Художники, под присмотром чекистов рисующие Сталина в гробу, Рихтер, задыхающийся от запаха цветов, Прокофьев, точно на картине Шагала, летящий над Москвой, Ойстрах с шахматами… Все это было – кино.

Главный вопрос, который задавали тогда люди друг другу и сами себе, и который как будто светился над траурной Москвой и всей страной: «Что с нами теперь будет?»

«Что будет?» – спрашивало и кино.

Глава 2

От пятьдесят третьего к пятьдесят шестому

Память – беспорядочный архив. Киноархив. На внутреннем экране вдруг возникают неожиданные кадры – вспышки.

Траурный март 53-го. Наконец вернулся к себе на улицу Фурманова из дома Тоидзе. Там мы с моим другом, время от времени забывая о мировом горе, даже радовались тому, что отменили уроки и я еще могу побыть у него. Но вот Сталина уже уложили в Мавзолей. Вполголоса передавали страшные слухи о жертвах на Трубной, о трупах, которые свозили на грузовиках.

Мы были не такие уж маленькие, все-таки тринадцать лет. Нас тоже волновало и тревожило все это. Мы потихоньку обсуждали это в школе на переменах, а дома старались услышать, о чем шепчутся взрослые.

Но вот они уже не шепчутся, а говорят все громче.

Кадры-вспышки соединяются, сталкиваются и складываются в монтажную фразу, наполненную драматизмом и особенной выразительностью.

27 марта объявлена амнистия, освобождены около миллиона заключенных. Тогда и в голову никому не могло прийти запечатлеть это событие ни в документальном, ни художественном кино. Пришлось ждать до 1987 года, когда вышла хорошая картина «Холодное лето 1953 года», сделанная Александром Прошкиным, с замечательными Папановым и Приемыховым в главных ролях.

Апрель. Снижены цены на 10 % и прекращено «дело врачей».

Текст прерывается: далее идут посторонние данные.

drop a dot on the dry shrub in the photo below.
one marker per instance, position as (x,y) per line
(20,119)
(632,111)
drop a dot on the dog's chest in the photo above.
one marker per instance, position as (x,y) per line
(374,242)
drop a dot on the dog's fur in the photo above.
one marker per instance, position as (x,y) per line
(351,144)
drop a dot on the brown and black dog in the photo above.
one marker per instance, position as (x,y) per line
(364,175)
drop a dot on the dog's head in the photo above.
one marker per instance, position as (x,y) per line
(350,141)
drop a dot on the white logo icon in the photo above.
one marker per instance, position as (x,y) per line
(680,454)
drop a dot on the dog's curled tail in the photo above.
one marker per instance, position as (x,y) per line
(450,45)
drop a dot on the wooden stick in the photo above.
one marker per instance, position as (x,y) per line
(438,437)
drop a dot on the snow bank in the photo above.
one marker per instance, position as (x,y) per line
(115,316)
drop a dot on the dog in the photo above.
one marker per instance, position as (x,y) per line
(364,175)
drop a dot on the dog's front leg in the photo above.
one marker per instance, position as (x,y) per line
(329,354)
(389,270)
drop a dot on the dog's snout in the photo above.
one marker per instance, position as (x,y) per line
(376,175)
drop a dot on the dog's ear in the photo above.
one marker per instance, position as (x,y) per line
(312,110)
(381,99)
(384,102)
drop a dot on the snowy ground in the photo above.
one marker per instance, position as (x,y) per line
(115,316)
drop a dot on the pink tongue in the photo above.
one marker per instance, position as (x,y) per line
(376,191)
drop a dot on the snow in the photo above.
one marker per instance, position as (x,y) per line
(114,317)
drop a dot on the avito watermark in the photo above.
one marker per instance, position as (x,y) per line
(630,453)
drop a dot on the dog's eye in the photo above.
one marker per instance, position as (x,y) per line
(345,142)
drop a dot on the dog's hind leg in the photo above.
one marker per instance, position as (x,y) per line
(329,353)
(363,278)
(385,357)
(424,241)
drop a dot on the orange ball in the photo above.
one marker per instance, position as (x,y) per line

А у меня ангина. Каждый день ко мне из поликлиники приходит колоть пенициллин медсестра. Мы с ней в эти дни подружились. Большая, симпатичная, добрая Евдокия Степановна.

Мама открывает ей дверь на звонок. Она стоит на пороге и плачет. Что такое, что случилось?

– Они не убийцы! – и повторяет со слезами счастливыми. – Они не убийцы!

В 1990 году в Роттердаме, куда приехали на кинофестиваль, мы с Семеном Арановичем договорились делать документальную картину в продолжение того, что им было начато с нашим другом сценаристом Юрием Клепиковым фильмом «Я служил в охране Сталина».

Сделали. Кино о деле «врачей-убийц» было показано на Берлинском кинофестивале. Называлось оно «Большой концерт народов, или Дыхание Чейн-Стокса».

«Дыхание Чейн-Стокса», развивается на фоне снижения возбудимости дыхательного центра, при недостатке углекислого газа. При этом может развиваться помрачение сознания, а при дальнейшем ухудшении состояния иногда развивается бред, галлюцинации, ощущение дезориентации. Известность получило упоминание «периодического (Чейн-Стоксова) дыхания» в бюллетене о состоянии здоровья Сталина от 2 часов ночи 5 марта 1953 года.

История тем и отличается, что каким бы важным, даже, как бы сейчас выразились, глобальным не было событие, никогда ради него она не задержит свое неукоснительное движение.

И все же, как всегда, многое стало если и не забываться, то во всяком случае – постепенно растворяться в повседневности.

Мальчишки вновь простаивали в очередях «за билетиком». В «Художественном» на Арбатской площади, в «Центральном» на Пушкинской, в «Кадре» на Плющихе, в «Колизее» на Чистых прудах… И так далее – по всей Москве.

И, конечно же, в любимом «Повторном» на улице Герцена. Ведь там можно было посмотреть в энный раз того же «Котовского» или особенно полюбившиеся девочкам «Сердца четырех». С Валентиной Серовой и Людмилой Целиковской и чудной песней «Все стало вокруг голубым и зеленым».